Smashing Pumpkins fecha show com Bowie e celebra tempo que teima em existir

Não é comum os Smashing Pumpkins encerrarem os shows com um bis. Geralmente —e foi essa a regra na atual turnê, "The World Is a Vampire"— a banda liderada por Billy Corgan cumpre o setlist, despede-se e adios. Não foi sem surpresa, portanto, ver o grupo retomar o palco neste domingo (3) chuvoso em São Paulo para encerrar sua festa com uma versão improvisada e sensacional de "Ziggy Stardust", clássico de David Bowie. Queixos foram ao chão.

Foi um presente para o público que lotou o Espaço Unimed e uma despedida bacana para um show impecável. Claro que o Smashing Pumpkins versão 2024 é bem diferente da turma que, em maio de 1991, bons quatro meses antes de o Nirvana mudar o jogo com "Nevermind", ajudou a abrir as portas do rock alternativo (rótulos, eu sei...) para o mainstream com "Gish".

Eles ainda trazem uma paulada sonora definitivamente esquisita, mas hoje estão confortáveis como veteranos no cenário efêmero da música. Talvez "sobreviventes" seja um termo mais adequado. "Gish" foi seguido de "Siamese Dream", e quando "Mellon Collie e the Infinite Sadness" foi lançado em 1995, os Pumpkins passaram a lotar estádios ao redor do mundo.

Ao adotar camadas eletrônicas em seu som com "Adore", o público perdeu o entusiasmo. Quando "MACHINA" foi lançado em 2000, o cenário musical pop do novo milênio, somado a brigas internas e problemas com drogas, causou a fragmentação da banda.

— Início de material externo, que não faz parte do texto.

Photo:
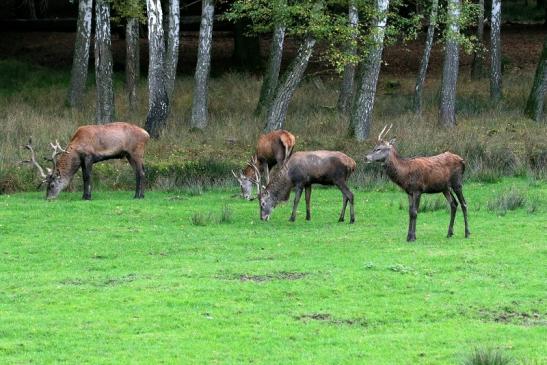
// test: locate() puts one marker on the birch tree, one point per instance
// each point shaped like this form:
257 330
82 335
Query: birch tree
477 65
158 100
495 51
447 108
203 67
425 58
103 63
346 88
78 76
173 37
536 100
369 70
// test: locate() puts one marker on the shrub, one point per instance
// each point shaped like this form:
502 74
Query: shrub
508 200
486 356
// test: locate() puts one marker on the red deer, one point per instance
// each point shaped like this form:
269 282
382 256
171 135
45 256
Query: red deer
435 174
301 171
90 144
272 149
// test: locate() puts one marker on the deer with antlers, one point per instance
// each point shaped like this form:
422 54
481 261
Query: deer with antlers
272 149
435 174
91 144
301 171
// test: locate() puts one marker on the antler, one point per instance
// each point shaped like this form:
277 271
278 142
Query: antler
32 160
382 133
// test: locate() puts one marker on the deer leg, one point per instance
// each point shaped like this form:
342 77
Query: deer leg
297 194
86 174
348 196
413 205
308 198
459 194
453 208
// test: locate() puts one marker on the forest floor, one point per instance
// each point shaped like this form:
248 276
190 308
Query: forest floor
185 277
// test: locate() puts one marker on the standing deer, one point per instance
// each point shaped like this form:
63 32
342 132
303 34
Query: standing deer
435 174
301 171
272 149
90 144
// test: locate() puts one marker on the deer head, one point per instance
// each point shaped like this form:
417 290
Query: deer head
53 180
383 148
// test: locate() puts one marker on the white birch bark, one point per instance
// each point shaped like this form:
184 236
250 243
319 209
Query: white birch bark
158 100
78 76
103 63
495 51
132 65
203 67
477 65
369 70
277 110
271 76
447 107
346 88
425 58
173 38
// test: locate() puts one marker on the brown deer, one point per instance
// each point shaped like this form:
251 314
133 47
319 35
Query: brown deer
90 144
272 149
301 171
435 174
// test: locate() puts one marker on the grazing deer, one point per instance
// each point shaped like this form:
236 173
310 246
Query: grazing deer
90 144
272 149
435 174
301 171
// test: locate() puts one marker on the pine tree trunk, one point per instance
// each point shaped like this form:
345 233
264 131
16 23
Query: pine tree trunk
447 109
132 65
271 76
346 88
425 58
199 101
495 51
158 100
536 100
80 61
103 63
284 92
477 66
173 36
369 70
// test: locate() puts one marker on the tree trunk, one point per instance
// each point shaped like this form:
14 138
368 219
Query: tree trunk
477 66
246 54
346 89
199 101
536 100
158 100
447 109
495 51
369 70
80 61
425 58
132 65
103 63
271 76
173 36
277 111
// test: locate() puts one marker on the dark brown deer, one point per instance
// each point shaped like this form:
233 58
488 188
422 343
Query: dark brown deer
435 174
272 149
91 144
301 171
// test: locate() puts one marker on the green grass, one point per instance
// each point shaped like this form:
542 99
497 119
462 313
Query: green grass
114 280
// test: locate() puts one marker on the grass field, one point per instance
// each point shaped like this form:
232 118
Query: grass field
181 277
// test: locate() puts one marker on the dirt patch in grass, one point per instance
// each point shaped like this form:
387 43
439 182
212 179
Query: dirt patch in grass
329 319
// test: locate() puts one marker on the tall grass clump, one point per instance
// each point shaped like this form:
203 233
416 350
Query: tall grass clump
488 356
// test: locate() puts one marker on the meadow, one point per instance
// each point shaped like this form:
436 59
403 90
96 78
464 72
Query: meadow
186 276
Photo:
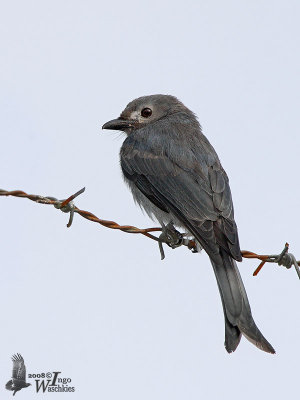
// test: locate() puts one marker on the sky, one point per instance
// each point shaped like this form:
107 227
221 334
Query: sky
99 305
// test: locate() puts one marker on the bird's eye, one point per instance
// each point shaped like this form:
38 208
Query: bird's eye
146 112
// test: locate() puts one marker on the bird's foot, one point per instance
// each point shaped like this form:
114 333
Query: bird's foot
173 238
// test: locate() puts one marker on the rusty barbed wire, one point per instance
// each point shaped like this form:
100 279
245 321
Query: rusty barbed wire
169 235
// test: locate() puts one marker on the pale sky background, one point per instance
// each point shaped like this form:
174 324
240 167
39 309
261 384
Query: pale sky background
98 304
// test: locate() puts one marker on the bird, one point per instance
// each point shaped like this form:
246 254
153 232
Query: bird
176 177
18 380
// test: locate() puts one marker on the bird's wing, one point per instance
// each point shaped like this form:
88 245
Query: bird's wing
198 196
19 369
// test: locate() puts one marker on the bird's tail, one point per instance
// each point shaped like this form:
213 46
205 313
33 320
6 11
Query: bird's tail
8 386
237 311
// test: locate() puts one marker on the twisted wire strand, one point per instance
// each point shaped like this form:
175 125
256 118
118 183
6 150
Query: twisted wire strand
67 205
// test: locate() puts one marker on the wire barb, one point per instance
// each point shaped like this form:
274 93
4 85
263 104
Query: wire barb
169 235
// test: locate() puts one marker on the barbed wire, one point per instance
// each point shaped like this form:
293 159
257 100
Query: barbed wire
169 235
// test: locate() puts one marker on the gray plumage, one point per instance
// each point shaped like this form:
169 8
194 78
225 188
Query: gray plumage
175 174
18 380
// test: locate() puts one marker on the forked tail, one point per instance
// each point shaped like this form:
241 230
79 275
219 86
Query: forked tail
237 311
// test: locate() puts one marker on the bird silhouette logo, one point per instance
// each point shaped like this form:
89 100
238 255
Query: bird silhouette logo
18 380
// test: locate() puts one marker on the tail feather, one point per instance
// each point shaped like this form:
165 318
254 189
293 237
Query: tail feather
9 386
237 311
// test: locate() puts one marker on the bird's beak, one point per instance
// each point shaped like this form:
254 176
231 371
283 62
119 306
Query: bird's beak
118 124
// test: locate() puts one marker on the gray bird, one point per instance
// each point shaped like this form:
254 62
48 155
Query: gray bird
175 175
18 380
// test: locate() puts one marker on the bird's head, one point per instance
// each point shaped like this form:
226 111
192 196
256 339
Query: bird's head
146 110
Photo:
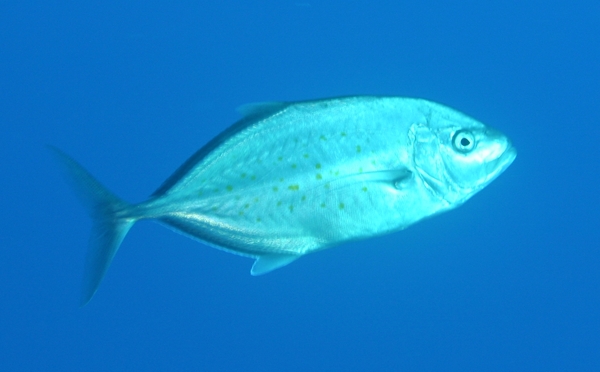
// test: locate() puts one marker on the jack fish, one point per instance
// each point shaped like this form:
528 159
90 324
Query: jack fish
289 179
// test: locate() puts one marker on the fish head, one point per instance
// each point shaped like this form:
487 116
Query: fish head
458 156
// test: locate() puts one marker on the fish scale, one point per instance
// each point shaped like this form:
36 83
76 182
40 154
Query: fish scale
293 178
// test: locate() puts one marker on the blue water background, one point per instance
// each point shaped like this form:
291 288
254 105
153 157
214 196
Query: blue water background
509 281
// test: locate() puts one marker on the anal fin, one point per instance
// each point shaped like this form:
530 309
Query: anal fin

Foi Billy Corgan, na posição de dono da bola, quem aos poucos juntou os cacos até reunir três quartos da formação original —o guitarrista James Iha e o baterista Jimmy Chamberlain —e lançar discos e rodar o mundo. Se o sucesso do final dos anos 1990 nunca se repetiu, álbuns como "Oceania", "Atum" e o recente "Aghori Mhori Mei" mostram que os Pumpkins, Corgan sempre à frente, nunca deixaram de fazer arte em forma de música.

O show teve um pouco de (quase) tudo. A abertura com "The Everlasting Gaze" e "Doomsday Clock" já mostraram que os Pumpkins, ao vivo, não se furtam em aumentar a intensidade e o peso. O cover peculiar de "Zoo Station", do U2 (que tomou neste ano o lugar ocupado por "Once in a Lifetime", do Talking Heads, em 2023), precedeu o hit "Today" —e a partir daí o público estava rendido.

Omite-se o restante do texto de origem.